I saw that.  Haji's don't be liking America. This was his motive, not blacks. They have been used once again.


----------



## marknga (Aug 29, 2016)

Now after further consideration I have decided to not pay it no mind. Wish the public and media would also. He wants attention so lets don't give it to him.
Heck you want to sit? Sit. You want to whine? Whine. Whatever. You ain't worthy of my time. I could care less. 
You get paid to play football for a team I could care less about. I have zero use for him. As a player or a citizen. 
Carry on..... Dawgs play Saturday and bow season the next Saturday. 
Important stuff to be worried about.


----------



## dixiecutter (Aug 29, 2016)

typical punk move. whats sad is, his teammates didnt snatch him up


----------



## toyota4x4h (Aug 29, 2016)

Did yall read what he said about Hillary? Prolly not as the media is biased. He said she should be in jail as any other person who did what she did would be. The media runs with his standing up for intolerance but leaves out the part that hes anti Clinton hmmm


----------



## Jeff C. (Aug 29, 2016)

Bye then.


----------



## Twiggbuster (Aug 29, 2016)

There's a recent photo out- looks just like one of the ISIS JV team players. Just saying--


----------



## model88_308 (Aug 29, 2016)

marknga said:


> Now after further consideration I have decided to not pay it no mind. Wish the public and media would also. He wants attention so lets don't give it to him.
> Heck you want to sit? Sit. You want to whine? Whine. Whatever. You ain't worthy of my time. I could care less.
> You get paid to play football for a team I could care less about. I have zero use for him. As a player or a citizen.
> Carry on..... Dawgs play Saturday and bow season the next Saturday.
> Important stuff to be worried about.



I'm thinking you're right. 12 big ones to sit on the bench after he sits during the NA hurts me, but then I remember all those other "things" that happened while I was working my military life.

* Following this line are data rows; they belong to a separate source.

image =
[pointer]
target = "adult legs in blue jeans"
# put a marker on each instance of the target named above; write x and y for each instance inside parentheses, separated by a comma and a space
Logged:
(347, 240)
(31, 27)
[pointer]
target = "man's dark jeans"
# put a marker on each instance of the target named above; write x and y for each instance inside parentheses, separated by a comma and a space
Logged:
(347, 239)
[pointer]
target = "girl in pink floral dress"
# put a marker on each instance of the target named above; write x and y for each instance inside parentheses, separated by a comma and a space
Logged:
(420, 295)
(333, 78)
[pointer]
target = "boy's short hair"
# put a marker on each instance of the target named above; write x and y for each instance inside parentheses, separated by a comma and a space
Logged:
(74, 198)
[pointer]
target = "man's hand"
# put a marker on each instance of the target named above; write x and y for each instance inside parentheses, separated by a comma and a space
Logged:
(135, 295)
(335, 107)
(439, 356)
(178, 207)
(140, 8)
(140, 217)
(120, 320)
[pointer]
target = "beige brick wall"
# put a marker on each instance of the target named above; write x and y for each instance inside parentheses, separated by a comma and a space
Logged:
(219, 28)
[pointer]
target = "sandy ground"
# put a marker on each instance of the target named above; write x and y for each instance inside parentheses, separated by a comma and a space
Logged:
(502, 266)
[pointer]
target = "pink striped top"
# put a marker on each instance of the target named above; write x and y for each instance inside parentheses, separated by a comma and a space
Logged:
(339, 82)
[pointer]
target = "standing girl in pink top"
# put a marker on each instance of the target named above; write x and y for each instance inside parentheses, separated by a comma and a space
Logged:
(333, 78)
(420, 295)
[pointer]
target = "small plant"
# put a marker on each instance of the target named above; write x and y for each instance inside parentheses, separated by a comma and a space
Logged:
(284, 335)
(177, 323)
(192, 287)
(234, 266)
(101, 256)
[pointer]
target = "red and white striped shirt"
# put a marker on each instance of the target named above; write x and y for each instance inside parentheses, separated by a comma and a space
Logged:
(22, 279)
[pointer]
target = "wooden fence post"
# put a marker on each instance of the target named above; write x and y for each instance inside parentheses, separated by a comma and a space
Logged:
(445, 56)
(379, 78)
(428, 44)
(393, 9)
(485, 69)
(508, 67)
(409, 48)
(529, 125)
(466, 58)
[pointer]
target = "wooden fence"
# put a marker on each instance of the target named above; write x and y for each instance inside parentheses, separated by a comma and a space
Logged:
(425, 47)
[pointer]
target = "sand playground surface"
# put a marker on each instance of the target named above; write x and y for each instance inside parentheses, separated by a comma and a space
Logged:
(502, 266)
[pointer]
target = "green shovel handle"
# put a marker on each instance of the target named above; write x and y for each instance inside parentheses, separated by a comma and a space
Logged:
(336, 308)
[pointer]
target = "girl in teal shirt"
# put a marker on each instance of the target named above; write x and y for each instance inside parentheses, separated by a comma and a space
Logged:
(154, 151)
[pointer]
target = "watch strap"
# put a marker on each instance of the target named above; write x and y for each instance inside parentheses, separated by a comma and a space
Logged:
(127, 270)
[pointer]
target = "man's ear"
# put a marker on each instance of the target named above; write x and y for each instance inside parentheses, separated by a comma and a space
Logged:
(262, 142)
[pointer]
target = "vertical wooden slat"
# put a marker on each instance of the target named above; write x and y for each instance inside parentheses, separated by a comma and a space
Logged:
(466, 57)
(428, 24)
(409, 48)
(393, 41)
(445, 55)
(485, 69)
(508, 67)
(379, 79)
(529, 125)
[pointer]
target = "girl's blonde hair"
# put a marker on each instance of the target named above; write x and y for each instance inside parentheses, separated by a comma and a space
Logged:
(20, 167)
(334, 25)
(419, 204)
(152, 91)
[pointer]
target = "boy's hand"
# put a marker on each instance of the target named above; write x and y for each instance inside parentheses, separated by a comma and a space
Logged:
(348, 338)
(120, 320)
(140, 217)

He's a loser, an ingrate and someone who never had to bust their Butt for anything. (Rich parents, private schools and now 12 million in pay)

Loser, loser, loser. Let him live his new "enlightened" life alone and her y, very lonely.

He made a comment about how had had folks supporting his stance and saying so to him. MY immediate response; did any of them have jobs??


----------



## Patriot44 (Aug 29, 2016)

The good news is that a mystery has be solved. We now know why his mother and father* put him up for adoption. 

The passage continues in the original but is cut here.